This book is also nominated for a Cybil Award, but the views expressed here are strictly my own —and Betsy-Bee’s.

Silly Talk: Laughing It Up with Middle Grade Fiction

The Dunderheads by Paul Fleischman.

The Problem With the Puddles by Kate Feiffer.

Dessert First by Hallie Durand.

All three of these very silly stories were nominated for the Cybils Middle Grade Fiction Award. The Dunderheads is almost a picture book (56 pages), very silly, about a class of dunderheads whose teacher, Miss Breakbone hates kids. She also confiscates contraband, including a one-eared toy cat that Theodore aka Junkyard found in the trash and planned to give to his cat-loving mother for her birthday. Dunderheads to the rescue! The gang of multi-talented misfits finds its way to Miss Breakbone’s house to reclaim the cat and show Miss Breakbone that she can’t get away with stealing from the Dunderheads.

Fleischman says of his story, “Behind The Dunderheads lies not only Ocean’s Eleven and Mission: Impossible but also The Fool of the World and the Flying Ship, The Five Chinese Brothers, and similar folk tales from deep in our past.” I was also reminded of Harry Allard’s Miss Nelson Is Missing.

Becky on The Dunderheads: “The premise of this is fun. And most readers will probably enjoy it more than I did. What with the plotting, pranking, and spitting.”

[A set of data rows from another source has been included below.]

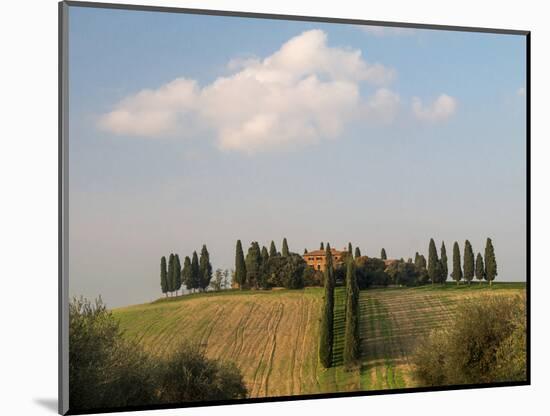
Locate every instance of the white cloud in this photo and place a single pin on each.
(383, 31)
(441, 109)
(162, 112)
(382, 106)
(303, 93)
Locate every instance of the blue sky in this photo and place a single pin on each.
(374, 170)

Dessert First features a teacher, Mrs. Howdy Doody, with quite a different personality from that of Miss Breakbone. In fact, I would guess that Miss Howdy Doody’s middle name is Pollyanna, and she says things like “I am inspired!” and “My dear happy learners.” A little too much sugar in Mrs. Howdy Doody’s make-up, and it turns out that sugar is Dessert Schneider’s problem, too. She likes dessert, talks her family into serving dessert first, and finds it hard to resist any dessert available. When Dessert’s mom makes Double Decker Chocolate Bars and leaves a note instructing everyone to leave them alone, Dessert is sorely tempted. What’s an eight year old dessert lover to do when there are Double D’s in the refrigerator “sitting together neatly on Mummy’s shiny turquoise paper”?

I enjoyed this little tale about temptation, and repentance, and confession, and forgiveness, and restitution–all in a shiny, easy to read package! I may have to read this one to Z-baby who has her own issues with sugar, and dessert and resisting temptation.

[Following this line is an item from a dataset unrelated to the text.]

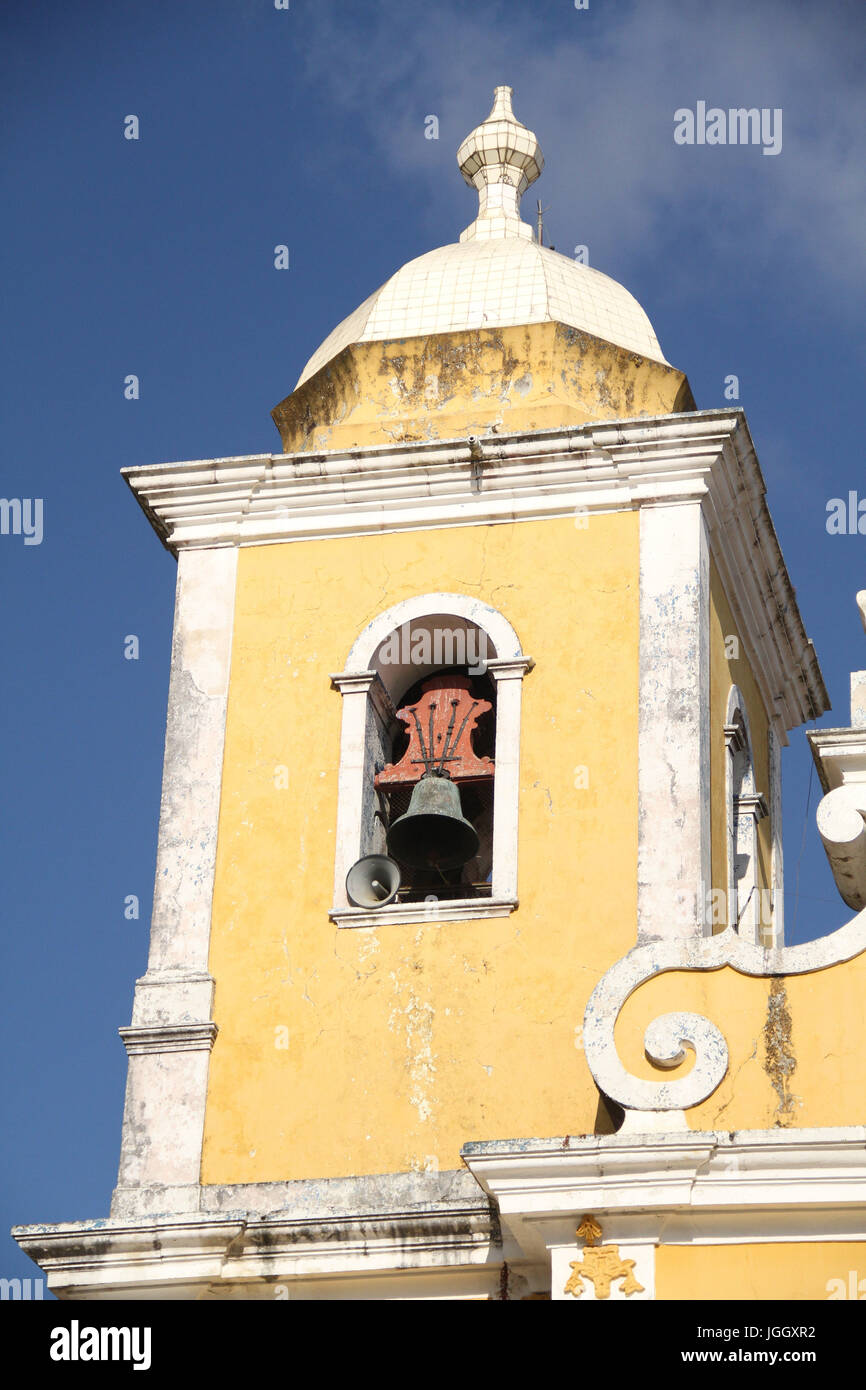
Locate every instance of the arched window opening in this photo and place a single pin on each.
(446, 727)
(431, 710)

Reading Zone on Dessert First: “Dessert reminded me a lot of another fun early middle grade character- Clementine. She’s spunky, spirited, happy, and even a little “fresh” at times. Even better? She’s real! She reminded me a lot of the 3rd graders I student taught a few years ago.”

The Problem with the Puddles is the silliest of the three Sillies. Norton Juster (author of one of my favorites, The Phantom Tollbooth) contributes a blurb on the back of the cover extolling the wordplay and the “lively boisterous manner” of this book, and I would agree. However, it’s just not The Phantom Tollbooth. The Puddle family leaves the country for the city and accidentally leaves their two dogs, both named Sally, behind. Hilarity and confusion ensue. The dogs set off for the city on their own; the Puddles try to get back to the country to retrieve the dogs. Chronic disagreements, complications, a messy misunderstanding, and a dog-collecting secret catcher get in the way of the ultimate reunion.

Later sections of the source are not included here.